THE IMPERIAL LIBRARY AT VIENNA has been enriched by a very old Greek manuscript on the Advent of Christ, composed by a bishop of the second century, named Clement. This manuscript was discovered a short time since by M. Waldeck, the philologist, at Constantinople.


MR. KEIGHTLEY's "History of Greece" has been translated into modern Greek and published at Athens.


GUIZOT's book on Democracy, has been prohibited in Austria, through General Haynau's influence.

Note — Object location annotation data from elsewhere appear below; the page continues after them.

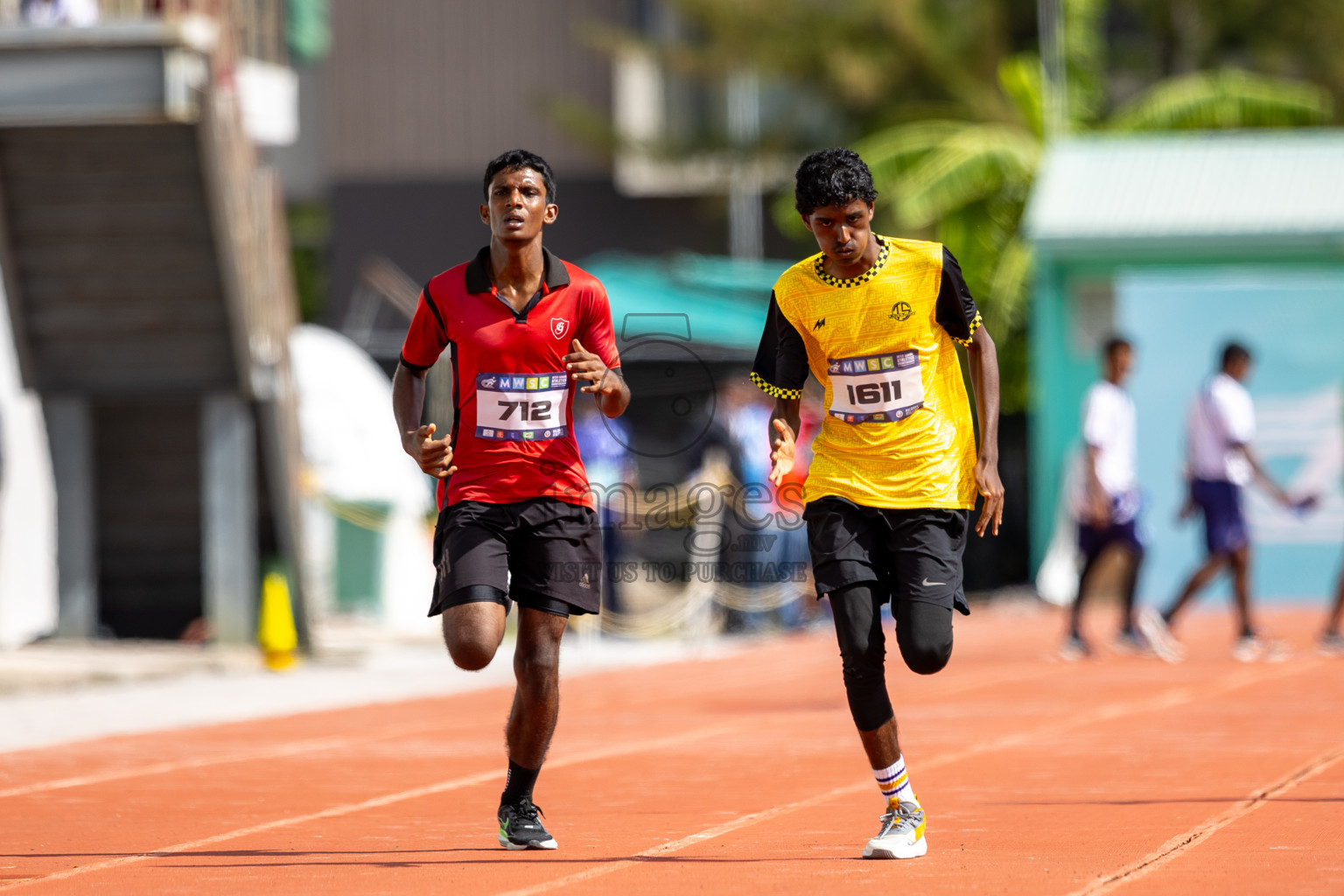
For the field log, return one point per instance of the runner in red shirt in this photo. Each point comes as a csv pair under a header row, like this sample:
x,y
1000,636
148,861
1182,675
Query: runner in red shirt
x,y
526,333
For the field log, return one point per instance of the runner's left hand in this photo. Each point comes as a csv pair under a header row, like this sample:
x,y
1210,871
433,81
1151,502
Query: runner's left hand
x,y
584,364
988,484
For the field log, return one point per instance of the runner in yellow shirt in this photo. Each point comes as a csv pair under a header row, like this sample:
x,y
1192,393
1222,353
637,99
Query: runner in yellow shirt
x,y
895,471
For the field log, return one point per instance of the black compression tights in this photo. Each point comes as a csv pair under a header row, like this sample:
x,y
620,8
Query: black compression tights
x,y
924,634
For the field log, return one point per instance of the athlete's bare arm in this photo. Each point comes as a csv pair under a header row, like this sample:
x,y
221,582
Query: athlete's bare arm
x,y
984,379
1264,477
784,436
605,383
434,456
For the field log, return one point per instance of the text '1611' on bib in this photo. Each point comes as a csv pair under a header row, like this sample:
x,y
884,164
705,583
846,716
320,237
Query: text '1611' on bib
x,y
877,388
522,407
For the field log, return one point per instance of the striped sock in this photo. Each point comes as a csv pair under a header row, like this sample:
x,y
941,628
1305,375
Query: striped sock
x,y
894,783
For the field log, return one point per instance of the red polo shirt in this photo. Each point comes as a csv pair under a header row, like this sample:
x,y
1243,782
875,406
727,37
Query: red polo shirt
x,y
514,429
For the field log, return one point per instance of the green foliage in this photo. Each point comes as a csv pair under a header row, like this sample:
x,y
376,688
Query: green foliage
x,y
944,100
1226,98
310,228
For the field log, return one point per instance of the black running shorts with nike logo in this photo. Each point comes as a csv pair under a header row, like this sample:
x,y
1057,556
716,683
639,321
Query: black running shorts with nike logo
x,y
913,555
544,552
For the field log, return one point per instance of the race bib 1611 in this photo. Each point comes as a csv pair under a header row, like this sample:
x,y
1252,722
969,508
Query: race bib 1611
x,y
522,407
877,388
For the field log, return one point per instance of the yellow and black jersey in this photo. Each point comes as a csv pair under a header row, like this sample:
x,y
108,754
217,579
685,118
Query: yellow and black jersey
x,y
898,430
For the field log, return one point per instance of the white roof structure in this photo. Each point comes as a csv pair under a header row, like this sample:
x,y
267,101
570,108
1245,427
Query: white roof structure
x,y
1195,187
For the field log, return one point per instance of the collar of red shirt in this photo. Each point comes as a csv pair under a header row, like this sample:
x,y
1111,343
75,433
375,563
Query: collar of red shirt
x,y
479,271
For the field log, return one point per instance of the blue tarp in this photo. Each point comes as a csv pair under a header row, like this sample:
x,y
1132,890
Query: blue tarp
x,y
717,301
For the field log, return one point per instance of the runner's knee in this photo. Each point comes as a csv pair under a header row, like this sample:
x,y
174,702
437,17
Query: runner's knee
x,y
924,634
473,630
862,655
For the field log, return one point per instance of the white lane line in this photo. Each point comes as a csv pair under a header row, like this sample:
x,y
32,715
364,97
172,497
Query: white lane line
x,y
178,765
376,802
1178,845
1166,700
676,845
324,743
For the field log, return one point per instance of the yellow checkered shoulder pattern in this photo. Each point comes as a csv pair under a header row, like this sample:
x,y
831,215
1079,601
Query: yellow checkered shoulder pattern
x,y
928,457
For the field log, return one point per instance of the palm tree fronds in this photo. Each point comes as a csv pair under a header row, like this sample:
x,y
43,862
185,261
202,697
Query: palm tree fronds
x,y
972,164
1225,98
1019,77
1008,285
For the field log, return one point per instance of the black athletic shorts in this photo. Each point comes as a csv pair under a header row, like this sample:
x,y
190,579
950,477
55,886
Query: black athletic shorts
x,y
913,555
544,554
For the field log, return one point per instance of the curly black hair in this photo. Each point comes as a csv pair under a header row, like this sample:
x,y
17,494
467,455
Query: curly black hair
x,y
515,160
832,178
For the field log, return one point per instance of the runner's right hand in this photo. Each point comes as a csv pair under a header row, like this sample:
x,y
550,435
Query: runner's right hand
x,y
782,452
434,457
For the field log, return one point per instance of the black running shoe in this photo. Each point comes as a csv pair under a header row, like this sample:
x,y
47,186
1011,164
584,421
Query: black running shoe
x,y
521,828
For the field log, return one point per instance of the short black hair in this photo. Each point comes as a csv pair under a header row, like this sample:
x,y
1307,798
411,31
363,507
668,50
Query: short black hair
x,y
1113,346
515,160
1234,352
832,176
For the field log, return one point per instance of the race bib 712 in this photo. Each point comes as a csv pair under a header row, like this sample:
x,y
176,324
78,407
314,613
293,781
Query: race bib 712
x,y
522,407
877,388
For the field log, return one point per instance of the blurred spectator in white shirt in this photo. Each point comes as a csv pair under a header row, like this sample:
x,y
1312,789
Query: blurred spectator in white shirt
x,y
1106,501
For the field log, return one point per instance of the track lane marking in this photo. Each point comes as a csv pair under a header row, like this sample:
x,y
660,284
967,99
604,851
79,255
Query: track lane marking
x,y
276,751
1178,845
376,802
318,745
1166,700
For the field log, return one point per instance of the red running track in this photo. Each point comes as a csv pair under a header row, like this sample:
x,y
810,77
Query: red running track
x,y
739,774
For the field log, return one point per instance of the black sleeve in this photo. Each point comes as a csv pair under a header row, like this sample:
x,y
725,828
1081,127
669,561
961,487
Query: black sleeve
x,y
956,311
781,366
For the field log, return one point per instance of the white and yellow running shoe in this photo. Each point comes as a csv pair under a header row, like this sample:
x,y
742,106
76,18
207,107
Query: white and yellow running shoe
x,y
900,835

WORDSWORTH'S POSTHUMOUS POEM, "The Prelude," is in the press of the Appletons, by whose courtesy we are enabled to present the readers of The International with the fourth canto of it, before its publication in England. The poem is a sort of autobiography in blank verse, marked by all the characteristics of the poet—his original vein of thought; his majestic, but sometimes diffuse, style of speculation; his large sympathies with humanity, from its proudest to its humblest forms. It will be read with great avidity by his admirers—and there are few at this day who do not belong to that class—as affording them a deeper insight into the mind of Wordsworth than any of his other works. It is divided into several books, named from the different situations or stages of the author's life, or the subjects which at any period particularly engaged his attention. We believe it will be more generally read than any poem of equal length that has issued from the press in this age.